Las calles menos transitadas ofrecen un aspecto negruzco. Vale que en Sicilia no destacan por la higiene pública pero en Catania es ya una especie de hollín que lo cubre todo, de modo que al ir a apoyarte en cualquier barandilla debes sacudirte la suciedad de manos y codos.
Allí se nota que llevan esta convivencia extrema con familiaridad. Cuesta creerlo al contemplar de noche la humareda que sale constante del cono superior del Etna y, a veces, también las llamaradas de lava que lanza hacia el cielo. El peligro cotidiano también acostumbra. El mismo aeropuerto tiene una intermitencia en su uso que también allí toman como parte de la cotidianeidad. La ceniza volcánica es mal compañera de viaje.
Son alrededor de cuatrocientas mil almas las que perseveran en sus afanes al pie del monstruo de lava. Ochocientas mil si se añade el área metropolitana. Y en su histórico ya hubo terremotos y erupciones brutales que obligaron a reconstruir entera la Catania señorial que hoy vemos al pasear la principal arteria llamada Etnea, en alusión al volcán que se observa a lo lejos.

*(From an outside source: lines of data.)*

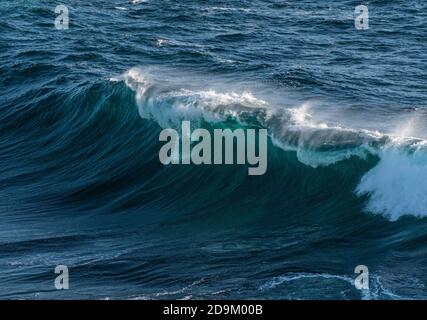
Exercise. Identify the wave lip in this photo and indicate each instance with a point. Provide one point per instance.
(395, 186)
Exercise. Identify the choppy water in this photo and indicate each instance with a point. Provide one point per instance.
(81, 183)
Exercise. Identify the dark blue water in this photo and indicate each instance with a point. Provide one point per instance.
(81, 184)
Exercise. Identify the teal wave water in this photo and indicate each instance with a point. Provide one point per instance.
(81, 184)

La universidad más antigua de Sicilia ha dado un aire cultural a los rincones más batalladores de la ciudad, algo que se agradece para descansar de franquicias y tiendas de marcas de esas que ni en dos vidas podremos aspirar a vestir nunca.
Así, tomando un involtini en un lugar recomendado por los de allí, La Trattoria del Cavaliere, en compañía de la vitamina vital que regalan Sol & Lor, no puedes dejar de preguntarte cuántas generaciones de cataneses habrán visto ese mismo volcán expulsando lava y rocas hasta introducirse en el ADN mismo de la identidad de la ciudad, esa que paseaba en procesión ese mismo día con la patrona Santa Ágata, protectora ante los desastres naturales, mártir que fue de unos romanos que le cortaron los pechos para dejarlos en la bandeja de su tan tremenda y conocida iconografía.
De regreso ya al terruño la nostalgia de aquella emoción constante no me abandona. La cercanía del peligro engancha tanto como ese vivir provisional del viaje verdadero, precariedad que aligera el corazón ya libre de palpar la realidad que palpita bajo la apariencia tranquila de un volcán dormido que siempre está a punto de estallido.